La quête infinie de l'autre rive, Sylvie Kandé (par Théo Ananissoh)
La quête infinie de l’autre rive, Ed. Gallimard Continents noirs, 2011, 107 p., 13,90 €
Ecrivain(s): Sylvie Kandé Edition: Gallimard
C’est sous-titré « épopée en trois chants » ; une manière juste de décrire cette œuvre vibrante de sensibilité et tout en rythme. La quête infinie de l’autre rive est pour ainsi dire un récit sans cesse sur mer. Quand les hommes sont décrits les pieds sur la terre ferme, c’est qu’ils sont au bord de l’océan, dans la fièvre des préparatifs du départ, ou à l’arrivée, au terme d’une immense expédition, débarqués sur une terre inconnue.
L’ouvrage est dédié à Joseph Ki-Zerbo, un des grands historiens africains. L’auteur elle-même a fait des études de lettres classiques et d’histoire. Celle-ci fonde son récit. On ne peut en comprendre tout à fait la trame sans le rappel d’un fait semble-t-il historique. C’est un épisode de l’histoire de l’empire du Mali (XIIIè-XVè siècle) fondé par le fameux Soundiata Keïta ; empire extrêmement vaste qui s’étendait sur les territoires actuels du Mali, du Sénégal, de la Gambie, de la Guinée, de la Mauritanie et d’une bonne partie de la Côte d’Ivoire. L’un des descendants de Soundiata, Aboubakar II, vers 1310-1312, organise deux expéditions pour, dit-on, voir les limites de l’océan. La première disparaît sans laisser de trace ; la seconde qu’il dirige lui-même… C’est justement ce qu’entreprend de conter Sylvie Kandé dans La quête infinie de l’autre rive.

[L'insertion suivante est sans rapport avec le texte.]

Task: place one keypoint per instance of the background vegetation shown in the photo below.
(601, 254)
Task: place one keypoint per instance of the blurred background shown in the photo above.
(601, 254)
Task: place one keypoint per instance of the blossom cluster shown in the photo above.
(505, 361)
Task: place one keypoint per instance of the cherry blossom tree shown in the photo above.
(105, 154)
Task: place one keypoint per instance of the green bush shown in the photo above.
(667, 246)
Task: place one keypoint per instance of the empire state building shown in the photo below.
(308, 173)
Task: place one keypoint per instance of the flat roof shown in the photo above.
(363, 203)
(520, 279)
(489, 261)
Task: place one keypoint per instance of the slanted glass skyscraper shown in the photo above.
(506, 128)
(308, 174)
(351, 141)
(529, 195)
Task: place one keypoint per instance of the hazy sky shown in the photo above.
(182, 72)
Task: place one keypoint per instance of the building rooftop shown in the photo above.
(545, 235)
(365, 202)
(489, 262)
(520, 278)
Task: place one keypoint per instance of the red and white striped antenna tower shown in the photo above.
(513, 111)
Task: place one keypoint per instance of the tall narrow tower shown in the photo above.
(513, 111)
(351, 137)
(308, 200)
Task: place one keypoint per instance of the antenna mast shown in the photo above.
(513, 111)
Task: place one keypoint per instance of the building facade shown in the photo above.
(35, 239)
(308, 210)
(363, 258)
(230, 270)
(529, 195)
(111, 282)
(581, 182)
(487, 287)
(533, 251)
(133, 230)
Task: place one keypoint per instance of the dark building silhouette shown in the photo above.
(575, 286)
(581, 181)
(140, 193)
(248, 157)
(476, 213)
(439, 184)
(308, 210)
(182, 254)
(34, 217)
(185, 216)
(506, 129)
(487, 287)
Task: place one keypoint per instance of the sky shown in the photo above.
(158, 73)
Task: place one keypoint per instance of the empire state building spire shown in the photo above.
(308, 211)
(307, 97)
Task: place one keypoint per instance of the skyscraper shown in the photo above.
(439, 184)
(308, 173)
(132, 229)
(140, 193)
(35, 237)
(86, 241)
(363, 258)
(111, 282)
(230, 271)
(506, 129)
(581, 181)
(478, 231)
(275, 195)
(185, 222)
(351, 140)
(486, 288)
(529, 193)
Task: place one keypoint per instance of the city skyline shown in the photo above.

Le récit est donc en trois séquences qui sont comme des flux et reflux narratifs. Le premier chant décrit l’expédition et son échec tel que Kankan Moussa lui-même, le fils et successeur d’Aboubakar II, le suppose. Le deuxième chant reprend le récit de cette même expédition et, privilège du poète sur l’historien, imagine que l’entreprise a réussi. Est donc décrit – en des pages d’une beauté poétique inspirée – ce débarquement en terre d’Amérique. Logiquement, ce deuxième chant est le panégyrique de l’homme exceptionnel qui a donc devancé Christophe Colomb. La troisième et dernière partie est contemporaine (troisième flux, temporel) ; l’extrême voyage sur mer est celui des clandestins actuels à bord d’embarcations de fortune, à chaque instant menacés de naufrage. La soif d’ailleurs, et aussi les gestes, les affres, les risques sont les mêmes qu’au temps d’Aboubakar II. C’est la chronique des mêmes douleurs, des mêmes souffrances, des mêmes accès de foi ou de découragement…
À pagayer leurs bras se sont faits pagaies
rivées dru à leurs torses noueux et bruns
et leurs pieds mangés de sel ne sont plus que moignons
qui ventousent au creux de la coque par le vif de sept plaies
Du vertige de leurs douleurs ils puisent encore la force de ramer
Car l’océan, hier et aujourd’hui, c’est toujours
cette fluide folie
cette immense absence de paysage
Récit poétique, « néo-épique » selon l’expression de son auteur, La quête infinie de l’autre rive – tout est dans cet infini – manifeste une qualité de langue et d’écriture simplement exceptionnelle.